Ashia Hansen,  (born 5 December 1971) is a retired British triple jumper. Fourth in the 1996 Olympic final, she broke the world indoor record when winning the 1998 European Indoor title, and went on to win gold medals at the World Indoor Championships in 1999 and 2003, at the Commonwealth Games in 1998 and 2002, and at the 2002 European Championships. Her British records of 15.15 metres (1997 outdoors) and 15.16 metres (1998 indoors), still stand.

Early life
Although born in the United States, Hansen was adopted when she was 3 months old by a Ghanaian father who worked for the United Nations and his Caucasian English wife. They moved to Ghana before settling down in London when she was eight. She was often the only black child at her East London school and later spoke of the racist sentiment and teasing she experienced. She discovered a talent for running and was introduced to athletics by a teacher. Although she competed in her first international at age 17, she remained ambivalent about turning professional and only gave up her day job seven years later to fully commit herself.

Athletics career
Hansen trained at Ilford AC then Birchfield Harriers Athletics Club in Birmingham, along with other successful British athletes such as Denise Lewis, Kelly Sotherton, Mark Lewis-Francis and Katharine Merry. She was trained by Commonwealth Games medallist Aston Moore.
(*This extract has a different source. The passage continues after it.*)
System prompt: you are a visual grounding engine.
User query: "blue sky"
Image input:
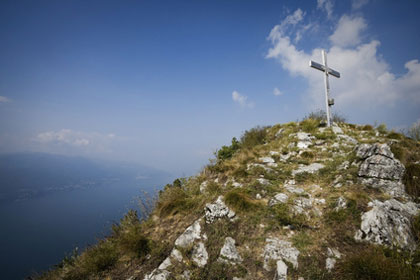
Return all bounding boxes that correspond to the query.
[0,0,420,176]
At the 1998 European Indoor Championships in Valencia, Spain, Hansen won the gold medal with a world record jump of 15.16m. This record lasted for 6 years. She is also the British record holder for the outdoor event with a jump of 15.15m in 1997.

Hansen won her first major outdoor gold at the 1998 Commonwealth Games in Kuala Lumpur, Malaysia with a jump of 14.32m.

At the 1999 World Indoor Championships in Maebashi, Japan, Hansen won Gold with a world leading jump of 15.02m.

At the 2002 Commonwealth Games in Manchester, England Hansen retained her Commonwealth gold with a Games Record jump of 14.86m.

In 2002 Hansen won gold at the European Championships in Munich, Germany with a jump of 15.00m.

Hansen won her second World Indoor title at the 2003 Championships in Birmingham, UK with a jump of 15.01m.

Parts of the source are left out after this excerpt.